23 de junio de 2008

Bogotá


“Bogotá se ha convertido en una total representación del país, la provincia se reproduce en la capital, se acentúa y se desdibuja en otras confluencias. En sus calles se escucha la continuidad rítmica de voces regionales, que van perdiendo sus acentos por el uso del intercambio del hablar y del escuchar. Pero lo originario regional prevalece como una constancia humana.

Ambigüedad en la gestualidad humana en una ciudad como Bogotá: mezcla social, paranoia colectiva, el ruido enloquecedor como actitud de seres inadvertidos, erotismo en la atmósfera, acelere humano que coloca al tiempo contra la pared (…) densidad de colores en la ropa, diversos ritmos en el caminar, violencia verbalizada, confusión existencial en los adentros de los otros, soledades involucradas por otras angustias, cuchillo físico en todas las instancias, individualismo absoluto en ese mar de tantas miradas, de tantas interioridades. La ciudad de uno, la ciudad de otros, la ciudad de nadie. La ciudad fantasmal que huye disfrazada de apariencias…”.
Arturo Alape.
Créditos: Al pollo .

16 de junio de 2008

Paca

La lora de la casa vecina madrugó el domingo a reírse y me acordé de una historia que mi madre cuenta de su infancia con mucha gracia... vivían en una casa grandísima en la que compartían el gran solar interior con otras familias; en medio del patio había un árbol gigantesco en el que se la pasaba una lora muy vieja que madrugaba en las mañanas a decir CEEECIII, CEEEECIII; CECI evidentemente era la dueña de la lora y la única persona de la que recibía su pan con chocolate. O sea, que CECI se paraba a darle de comer ó se regaba a madrazos.
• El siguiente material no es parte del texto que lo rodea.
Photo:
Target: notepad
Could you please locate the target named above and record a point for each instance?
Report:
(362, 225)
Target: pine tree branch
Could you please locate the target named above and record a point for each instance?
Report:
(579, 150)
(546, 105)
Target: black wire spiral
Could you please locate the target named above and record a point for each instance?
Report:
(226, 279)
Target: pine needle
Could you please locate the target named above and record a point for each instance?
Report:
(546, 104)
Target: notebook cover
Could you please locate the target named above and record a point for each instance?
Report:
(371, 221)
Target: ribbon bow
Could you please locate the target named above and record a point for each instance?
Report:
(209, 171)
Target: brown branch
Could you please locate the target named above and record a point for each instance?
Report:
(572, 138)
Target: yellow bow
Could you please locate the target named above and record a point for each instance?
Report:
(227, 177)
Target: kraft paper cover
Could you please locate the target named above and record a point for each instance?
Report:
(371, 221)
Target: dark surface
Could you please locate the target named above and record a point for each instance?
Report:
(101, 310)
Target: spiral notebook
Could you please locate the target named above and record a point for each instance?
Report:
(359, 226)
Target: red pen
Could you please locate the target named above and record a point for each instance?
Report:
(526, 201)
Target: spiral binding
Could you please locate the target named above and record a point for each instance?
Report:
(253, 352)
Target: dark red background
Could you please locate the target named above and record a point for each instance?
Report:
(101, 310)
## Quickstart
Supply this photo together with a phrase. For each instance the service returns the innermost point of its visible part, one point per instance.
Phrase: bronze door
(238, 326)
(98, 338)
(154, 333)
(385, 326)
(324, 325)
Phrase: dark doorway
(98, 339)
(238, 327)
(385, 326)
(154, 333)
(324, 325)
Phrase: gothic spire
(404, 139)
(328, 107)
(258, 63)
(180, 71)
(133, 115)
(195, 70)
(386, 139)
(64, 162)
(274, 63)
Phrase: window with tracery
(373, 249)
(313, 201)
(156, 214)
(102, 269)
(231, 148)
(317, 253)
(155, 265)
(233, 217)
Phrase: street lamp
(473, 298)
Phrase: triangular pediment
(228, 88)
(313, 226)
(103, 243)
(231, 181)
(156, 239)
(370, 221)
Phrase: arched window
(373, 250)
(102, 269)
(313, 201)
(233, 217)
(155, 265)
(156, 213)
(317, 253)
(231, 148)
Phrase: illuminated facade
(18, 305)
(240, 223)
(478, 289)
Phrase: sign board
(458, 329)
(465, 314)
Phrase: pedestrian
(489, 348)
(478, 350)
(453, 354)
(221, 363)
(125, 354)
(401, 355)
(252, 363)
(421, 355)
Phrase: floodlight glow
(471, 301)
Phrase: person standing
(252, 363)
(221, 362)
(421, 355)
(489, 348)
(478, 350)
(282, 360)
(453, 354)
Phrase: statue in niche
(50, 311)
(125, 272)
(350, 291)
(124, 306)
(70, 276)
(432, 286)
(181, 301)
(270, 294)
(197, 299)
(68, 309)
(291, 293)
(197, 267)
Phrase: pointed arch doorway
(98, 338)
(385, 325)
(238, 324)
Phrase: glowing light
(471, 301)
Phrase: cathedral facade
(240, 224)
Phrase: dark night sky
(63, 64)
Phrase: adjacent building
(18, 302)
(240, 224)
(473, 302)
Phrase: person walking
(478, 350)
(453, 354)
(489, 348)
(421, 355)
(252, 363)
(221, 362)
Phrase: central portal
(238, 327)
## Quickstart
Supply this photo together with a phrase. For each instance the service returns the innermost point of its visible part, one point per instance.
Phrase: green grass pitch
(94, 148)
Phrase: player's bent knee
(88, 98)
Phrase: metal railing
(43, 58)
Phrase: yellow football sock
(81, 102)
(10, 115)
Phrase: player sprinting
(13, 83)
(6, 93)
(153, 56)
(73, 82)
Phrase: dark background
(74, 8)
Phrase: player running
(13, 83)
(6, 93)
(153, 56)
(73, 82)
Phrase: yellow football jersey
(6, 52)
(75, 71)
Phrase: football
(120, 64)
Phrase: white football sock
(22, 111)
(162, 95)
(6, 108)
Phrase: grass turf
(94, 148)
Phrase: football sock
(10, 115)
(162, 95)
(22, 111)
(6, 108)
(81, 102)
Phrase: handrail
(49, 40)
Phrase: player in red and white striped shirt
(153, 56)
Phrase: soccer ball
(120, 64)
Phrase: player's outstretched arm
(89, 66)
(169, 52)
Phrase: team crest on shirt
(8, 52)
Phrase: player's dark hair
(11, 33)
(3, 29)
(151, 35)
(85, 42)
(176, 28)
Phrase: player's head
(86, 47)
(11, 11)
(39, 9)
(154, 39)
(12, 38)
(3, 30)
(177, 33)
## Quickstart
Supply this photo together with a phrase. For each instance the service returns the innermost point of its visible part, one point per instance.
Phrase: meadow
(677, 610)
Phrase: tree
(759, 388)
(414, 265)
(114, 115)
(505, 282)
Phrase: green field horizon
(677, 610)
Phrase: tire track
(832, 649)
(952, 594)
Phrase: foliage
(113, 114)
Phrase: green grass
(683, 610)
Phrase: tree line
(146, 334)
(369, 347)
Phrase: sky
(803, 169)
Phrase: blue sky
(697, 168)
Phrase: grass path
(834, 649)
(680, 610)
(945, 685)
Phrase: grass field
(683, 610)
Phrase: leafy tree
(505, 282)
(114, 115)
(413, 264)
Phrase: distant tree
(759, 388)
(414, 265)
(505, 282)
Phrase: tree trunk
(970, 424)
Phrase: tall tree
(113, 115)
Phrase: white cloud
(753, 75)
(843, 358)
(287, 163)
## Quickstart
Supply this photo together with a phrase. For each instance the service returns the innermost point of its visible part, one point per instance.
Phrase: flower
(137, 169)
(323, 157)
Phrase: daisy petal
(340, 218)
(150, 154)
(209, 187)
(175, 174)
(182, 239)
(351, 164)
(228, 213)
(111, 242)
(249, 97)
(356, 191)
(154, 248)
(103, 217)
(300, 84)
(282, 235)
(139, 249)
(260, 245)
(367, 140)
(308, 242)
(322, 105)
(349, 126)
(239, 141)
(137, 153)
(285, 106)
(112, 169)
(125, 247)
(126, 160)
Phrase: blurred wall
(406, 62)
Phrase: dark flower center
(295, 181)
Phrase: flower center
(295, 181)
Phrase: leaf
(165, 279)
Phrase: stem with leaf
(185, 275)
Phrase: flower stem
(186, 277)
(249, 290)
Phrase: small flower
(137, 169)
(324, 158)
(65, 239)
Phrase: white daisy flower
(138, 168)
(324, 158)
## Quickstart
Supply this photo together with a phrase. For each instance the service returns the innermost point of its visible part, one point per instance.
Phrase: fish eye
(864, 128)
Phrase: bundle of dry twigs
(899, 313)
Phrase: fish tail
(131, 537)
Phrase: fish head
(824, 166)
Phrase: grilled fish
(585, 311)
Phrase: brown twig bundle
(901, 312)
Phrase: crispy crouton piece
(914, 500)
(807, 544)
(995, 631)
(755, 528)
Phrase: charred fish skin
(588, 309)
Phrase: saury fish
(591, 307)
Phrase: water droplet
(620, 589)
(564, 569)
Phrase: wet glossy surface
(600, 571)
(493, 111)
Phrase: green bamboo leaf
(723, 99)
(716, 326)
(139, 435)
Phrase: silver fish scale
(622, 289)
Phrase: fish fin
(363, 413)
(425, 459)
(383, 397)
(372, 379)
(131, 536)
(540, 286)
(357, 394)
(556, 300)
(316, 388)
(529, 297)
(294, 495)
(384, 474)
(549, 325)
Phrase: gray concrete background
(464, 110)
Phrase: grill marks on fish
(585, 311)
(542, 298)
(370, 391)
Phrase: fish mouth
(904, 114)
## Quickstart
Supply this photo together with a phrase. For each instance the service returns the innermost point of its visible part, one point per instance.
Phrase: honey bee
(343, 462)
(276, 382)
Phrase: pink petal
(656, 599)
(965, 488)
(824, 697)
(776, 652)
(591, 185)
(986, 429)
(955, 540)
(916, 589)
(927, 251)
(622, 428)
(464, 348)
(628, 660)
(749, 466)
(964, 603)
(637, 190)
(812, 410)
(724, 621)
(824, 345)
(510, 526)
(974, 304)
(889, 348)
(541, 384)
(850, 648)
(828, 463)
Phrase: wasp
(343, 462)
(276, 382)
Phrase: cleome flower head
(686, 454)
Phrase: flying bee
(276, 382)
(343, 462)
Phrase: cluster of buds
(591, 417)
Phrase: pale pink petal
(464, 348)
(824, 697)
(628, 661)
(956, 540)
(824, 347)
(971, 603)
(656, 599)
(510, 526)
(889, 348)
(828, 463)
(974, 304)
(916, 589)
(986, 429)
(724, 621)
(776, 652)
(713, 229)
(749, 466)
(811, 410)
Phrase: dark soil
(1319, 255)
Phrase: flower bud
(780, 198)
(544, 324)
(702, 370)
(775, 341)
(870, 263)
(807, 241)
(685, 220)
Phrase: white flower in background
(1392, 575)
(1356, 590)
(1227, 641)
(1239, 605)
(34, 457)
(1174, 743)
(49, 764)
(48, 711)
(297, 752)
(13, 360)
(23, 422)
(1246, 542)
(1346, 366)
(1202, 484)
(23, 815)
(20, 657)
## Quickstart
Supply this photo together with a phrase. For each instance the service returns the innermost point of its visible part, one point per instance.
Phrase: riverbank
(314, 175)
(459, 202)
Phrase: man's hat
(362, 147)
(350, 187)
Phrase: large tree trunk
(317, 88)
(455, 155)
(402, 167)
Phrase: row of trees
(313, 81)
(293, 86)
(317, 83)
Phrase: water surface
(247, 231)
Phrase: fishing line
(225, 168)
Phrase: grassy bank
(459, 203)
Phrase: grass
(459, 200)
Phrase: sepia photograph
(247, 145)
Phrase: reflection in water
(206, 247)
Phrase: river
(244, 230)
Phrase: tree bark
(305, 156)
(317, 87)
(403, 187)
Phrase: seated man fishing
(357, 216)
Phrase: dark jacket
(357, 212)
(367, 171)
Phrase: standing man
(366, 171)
Así que cada vez que la lora no era alimentada por Ceeeciiii pues se desmandaba en groserías, y peor era cuando los muchachos se peleaban debajo del árbol donde vivía el animalito porque este empezaba a gritar fuerte y claro: ¡!!SE AGARRRRRARON¡, ¡SE AGARRRRARON HIJUEP…!!! ¡!SE AGARRARON!!!!
¿Quiéeen le había enseñado groserías a la lora???? Era lo que el padre de Ceci le preguntaba a los niños que jugaban en el patio, a lo que todos decían que ninguno. La respuesta de mi madre es que en efecto ninguno, ó mejor, ninguno en especial porque eran todos los que se ponían a jugar bolas al lado la lora y ella no repetía sino lo que ellos se decían entre si.

Claro, que la lora era mañosa y le encantaba pararse al pie de la estufa de carbón en la que se cocinaba por aquella época, situación que no era del agrado de Don Nicanor (padre de Ceci) y cuando le dio un manotón para sacarla de ahí se ha desmadrado la lora de nuevo, y ahí si, casi llega a su fin porque la metió de cabeza entre el estanque y casi la ahoga, dice mi madre que casi, porque le tocó rogar a todos los demás presentes para que no lo hiciera y al final sacó a la lora toda mojada y asustada con las plumas hechas ñacos.

Y de ahí en adelante, la susodicha solo se callaba cuando Don Nicanor pasaba y si los chicos andaban por ahí jugando solo se le acercaba a la cabeza para decirle: PIOJITO, PIOJITO, PIOJITO…
En fin, que mi madre sale con unas historias buenísimas y que en ese punto, la lora de acá había dejado de reírse y ahora decía ¡!MAAAAAMAAA!!!


Créditos: A mi má.

10 de junio de 2008

Despertar

Se me cae la cara de la verguenza con los vecinos pero para que no digan que no lo advertí. Yo luzco así en las mañanas. PUN-TO.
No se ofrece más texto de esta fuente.